The report gave three options: enhance the current facilities, redevelop the land for other uses or leave it as it currently sits.
Vista Field, which was once a training ground for landings on aircraft carriers, is largely a victim of its location. What was once wide open space has become the heart of the Tri-Cities retail and entertainment district.
The Three Rivers Convention Center, the Toyota Center, shopping, restaurants and other businesses surround the airport. With a convention center expansion and new hotel development scheduled, it hardly seems that a little used airport is the best use of 90 acres of prime real estate in the heart of it all.
The cost to the port to redevelop the land in preparation for sale would be around $12 million, according to the study. The sale of the land would cover those costs and likely net the port a profit.
The price of the airport enhancement plan would be around $42 million, and that would have to be paid by a voter-approved tax measure.

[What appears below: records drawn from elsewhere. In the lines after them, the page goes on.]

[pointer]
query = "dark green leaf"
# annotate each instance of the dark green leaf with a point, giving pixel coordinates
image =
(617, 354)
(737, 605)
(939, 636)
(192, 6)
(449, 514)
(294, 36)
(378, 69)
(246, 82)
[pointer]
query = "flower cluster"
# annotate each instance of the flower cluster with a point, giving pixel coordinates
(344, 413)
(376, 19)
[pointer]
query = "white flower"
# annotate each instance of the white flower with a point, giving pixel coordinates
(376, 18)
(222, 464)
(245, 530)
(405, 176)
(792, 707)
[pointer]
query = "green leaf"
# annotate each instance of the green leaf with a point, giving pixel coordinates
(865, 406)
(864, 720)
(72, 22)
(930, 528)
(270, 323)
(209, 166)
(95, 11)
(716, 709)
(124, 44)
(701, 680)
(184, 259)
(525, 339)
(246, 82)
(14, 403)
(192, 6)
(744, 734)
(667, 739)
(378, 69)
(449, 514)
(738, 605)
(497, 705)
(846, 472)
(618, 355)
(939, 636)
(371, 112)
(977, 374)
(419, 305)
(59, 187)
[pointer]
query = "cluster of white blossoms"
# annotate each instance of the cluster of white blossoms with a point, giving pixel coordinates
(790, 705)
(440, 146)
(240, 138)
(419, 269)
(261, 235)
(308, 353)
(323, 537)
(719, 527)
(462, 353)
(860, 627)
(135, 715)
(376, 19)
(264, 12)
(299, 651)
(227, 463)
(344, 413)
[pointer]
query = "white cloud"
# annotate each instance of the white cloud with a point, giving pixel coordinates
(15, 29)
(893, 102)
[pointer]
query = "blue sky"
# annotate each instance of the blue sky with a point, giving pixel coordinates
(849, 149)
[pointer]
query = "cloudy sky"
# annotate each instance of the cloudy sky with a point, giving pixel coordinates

Because Vista Field is too close to the Pasco and Richland airports, it does not qualify for the Federal Aviation Administration money that most airports use to help pay for capital improvements.
Yes, we have two other airports within a short drive of Vista Field. And that's what makes this decision easier. The few planes and pilots primarily using Vista Field don't have far to relocate. Sure, it's a little more inconvenient than walking out the door and getting in your plane. We get that.
We can't blame the airport's supporters for feeling cheated, but the port needs to act in the best interests of all its constituents.
Relocating a few folks to benefit the community at large is just the kind of age-old development decisions that have faced public entities for years. It's never easy. And it's a tough deal for those on the losing end of the equation.
But sometimes difficult changes are necessary. And sometimes those who resist can be surprised by the opportunities it ends up delivering.
The Port of Kennewick will take public comment on Vista Field at an April 17 hearing. After that, port officials need to step up and make a decision. Spending $90,000 on a vote of the public would be another waste of money.
The Tri-City Development Council, Tri-City Regional Chamber of Commerce and the Tri-Cities Visitor and Convention Bureau have all called for the airfield's closure and redevelopment.
We agree. It's time to use the land to create a major economic driver instead of a drain on public funds.
The best decision for the community is to close Vista Field.